Anies Baswedan Disebut Korban Framing Politik Identitas
jpnn.com, JAKARTA - Upaya kampanye hitam terhadap Gubernur DKI Jakarta Anies Baswedan sedang gencar dilakukan. Diketahui, belum lama ini Majelis Sang Presiden mendeklarasikan Anies sebagai Capres 2024.
Adapun, Majelis itu mengklaim terdiri dari eks anggota Hizbut Tahrir Indonesia (HTI), Front Pembela Islam (FPI) hingga mantan napi terorisme atau napiter.
Pengamat politik Reza Hariyadi menilai bahwa pola-pola stigmatisasi, framing hingga mobilisasi biasanya menjadi modus dalam komodifikasi politik identitas.
Targetnya untuk mendistorsi opini publik dan memberikan label negatif pada figur yang disasar.
“Ini tampak seperti komodifikasi politik identitas, siapa saja bisa disasar, dan Anies Baswedan sebagai figur capres bisa jadi target potensial. Mungkin motifnya untuk mencederai citranya di mata publik," ujar Reza di Jakarta, Minggu (25/6).
Mantan aktivis GMNI itu menduga aksi dukungan capres tak lepas dari mobilisasi politik dan tidak tulus.
Sebagaimana publik ketahui, aksi dukungan capres marak di tanah air, termasuk kelompok yang mengaku Ijtima Ulama mendukung Sandiaga Uno dan Majelis Sang Presiden mengusung Anies sebagai Capres 2024.
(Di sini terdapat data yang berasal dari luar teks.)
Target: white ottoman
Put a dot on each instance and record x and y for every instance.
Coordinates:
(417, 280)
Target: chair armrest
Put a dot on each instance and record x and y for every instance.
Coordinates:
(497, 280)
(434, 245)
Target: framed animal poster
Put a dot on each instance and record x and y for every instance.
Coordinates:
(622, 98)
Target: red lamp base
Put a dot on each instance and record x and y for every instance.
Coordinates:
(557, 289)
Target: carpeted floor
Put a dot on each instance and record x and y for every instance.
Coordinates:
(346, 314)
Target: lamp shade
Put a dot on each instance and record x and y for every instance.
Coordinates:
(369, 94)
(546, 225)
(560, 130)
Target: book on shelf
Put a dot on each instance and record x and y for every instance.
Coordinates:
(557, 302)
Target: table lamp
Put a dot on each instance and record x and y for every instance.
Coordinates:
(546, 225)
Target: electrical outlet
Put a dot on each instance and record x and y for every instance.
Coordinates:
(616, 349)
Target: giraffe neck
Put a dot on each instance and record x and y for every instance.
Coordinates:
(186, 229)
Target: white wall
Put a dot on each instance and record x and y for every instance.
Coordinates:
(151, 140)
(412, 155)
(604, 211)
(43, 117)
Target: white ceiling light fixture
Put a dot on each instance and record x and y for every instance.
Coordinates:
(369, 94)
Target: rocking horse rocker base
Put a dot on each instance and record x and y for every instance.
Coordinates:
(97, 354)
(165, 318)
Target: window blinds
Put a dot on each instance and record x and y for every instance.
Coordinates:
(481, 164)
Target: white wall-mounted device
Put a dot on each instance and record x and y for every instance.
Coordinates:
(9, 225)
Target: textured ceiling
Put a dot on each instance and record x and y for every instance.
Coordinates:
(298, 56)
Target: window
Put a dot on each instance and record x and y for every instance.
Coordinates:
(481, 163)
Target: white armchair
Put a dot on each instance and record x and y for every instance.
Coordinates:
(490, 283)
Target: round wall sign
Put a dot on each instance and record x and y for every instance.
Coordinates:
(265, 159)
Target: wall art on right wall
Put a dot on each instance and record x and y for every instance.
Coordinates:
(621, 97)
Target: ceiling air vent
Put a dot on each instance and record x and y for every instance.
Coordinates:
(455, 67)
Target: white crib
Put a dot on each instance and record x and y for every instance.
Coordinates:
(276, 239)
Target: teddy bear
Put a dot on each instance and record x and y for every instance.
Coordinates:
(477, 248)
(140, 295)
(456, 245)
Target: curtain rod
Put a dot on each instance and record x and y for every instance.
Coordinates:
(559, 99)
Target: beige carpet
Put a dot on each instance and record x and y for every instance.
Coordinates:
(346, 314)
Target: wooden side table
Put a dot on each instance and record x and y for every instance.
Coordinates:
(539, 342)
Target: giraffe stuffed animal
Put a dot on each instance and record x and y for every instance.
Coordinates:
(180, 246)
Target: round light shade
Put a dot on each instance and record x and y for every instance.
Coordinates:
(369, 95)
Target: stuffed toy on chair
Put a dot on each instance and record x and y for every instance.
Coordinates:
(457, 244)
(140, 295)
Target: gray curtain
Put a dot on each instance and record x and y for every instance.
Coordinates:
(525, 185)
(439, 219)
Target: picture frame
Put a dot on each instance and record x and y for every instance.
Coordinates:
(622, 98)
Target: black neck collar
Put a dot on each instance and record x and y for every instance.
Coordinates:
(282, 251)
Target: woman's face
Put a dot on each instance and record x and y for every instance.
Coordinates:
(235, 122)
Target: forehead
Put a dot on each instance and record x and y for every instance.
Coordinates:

Aksi politik tersebut digelar secara terpola, sistematis dan sulit dipungkiri adanya desain politik tertentu di balik itu.
Aksi tersebut dapat memberi impresi politik keliru kepada publik, seolah Anies dekat dengan kelompok yang dianggap radikal maupun intoleran.
"Ini bisa dimainkan oleh lawan politik untuk menyudutkan karena dicap Islam garis keras dan menjadi tantangan bagi Anies jika maju pilpres 2024," ujar Reza.
Secara politik stigma-stigma tersebut tidak menguntungkan Anies Baswedan sebagai salah satu calon presiden (capres).
Anies Baswedan yang belakangan makin populer setelah mendapat dukungan Partai NasDem dan termasuk figur dengan elektabilitas tinggi untuk diusung pada Pilpres 2024.